Enhancing Existing Buildings Through LEED for Operations and Maintenance
According to the USGBC, decarbonizing existing buildings is a major priority to reduce the impact of the built environment on global emissions. While new buildings are hopefully more energy-efficient, upgrading the buildings we already have is crucial to avoid both operational and embodied carbon emissions for decades to come.
Existing buildings offer immediate opportunities for operational emissions reduction and can help us achieve an environmentally responsible and socially equitable future. This is because
- Renovating an existing building has a much lower carbon footprint than building a new building (lower embodied carbon).
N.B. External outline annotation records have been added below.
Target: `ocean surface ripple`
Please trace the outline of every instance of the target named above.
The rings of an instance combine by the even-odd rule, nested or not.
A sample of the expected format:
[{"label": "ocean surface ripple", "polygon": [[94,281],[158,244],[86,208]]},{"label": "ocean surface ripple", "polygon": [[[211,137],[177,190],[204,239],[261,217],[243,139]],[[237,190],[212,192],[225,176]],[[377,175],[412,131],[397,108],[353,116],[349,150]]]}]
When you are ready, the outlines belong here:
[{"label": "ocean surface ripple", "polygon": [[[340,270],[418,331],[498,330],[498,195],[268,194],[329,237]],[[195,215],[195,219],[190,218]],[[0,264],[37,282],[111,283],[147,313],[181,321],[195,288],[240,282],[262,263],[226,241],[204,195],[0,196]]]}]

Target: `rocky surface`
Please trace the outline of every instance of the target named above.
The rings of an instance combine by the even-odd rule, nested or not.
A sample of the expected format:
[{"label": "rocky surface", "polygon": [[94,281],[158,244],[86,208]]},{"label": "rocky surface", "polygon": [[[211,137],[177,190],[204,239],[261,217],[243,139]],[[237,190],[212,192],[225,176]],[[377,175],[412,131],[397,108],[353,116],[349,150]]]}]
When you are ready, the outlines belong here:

- When a renovation includes energy efficiency upgrades, it also reduces the current operating emissions associated with that energy consumption (lower operational carbon).
- Decarbonizing existing buildings through renovation opportunities comes along with opportunities to improve health and indoor environmental quality (IEQ): thermal comfort, air quality, lighting, acoustics and more.
- Reusing buildings is an investment in people, by strengthening existing neighborhoods, as renovating and upgrading buildings also generates more jobs per dollar invested than new construction, and the jobs tend to be local and favor small businesses.
The three steps for revitalization of existing buildings, whether for energy efficiency or, now, for decarbonization, has essentially remained the same over the years, with the addition of one new strategy that has risen to the top in the last few years:
- Eliminate on-site combustion of fossil fuels, such as through mindful electrification.
- Improve building efficiency/passive strategies: insulation, windows, shading, air sealing, daylighting.
- Improve systems efficiency: lighting, HVAC, water heating, appliances, controls, etc.
- Offset the remainder with renewable energy: probably photovoltaics, ideally on-site.
These steps are critical for older buildings (those built 15 or more years ago), but even newer buildings constructed to LEED for Building Design and Construction standards can benefit from a reassessment, through existing third party frameworks, after five years of operation.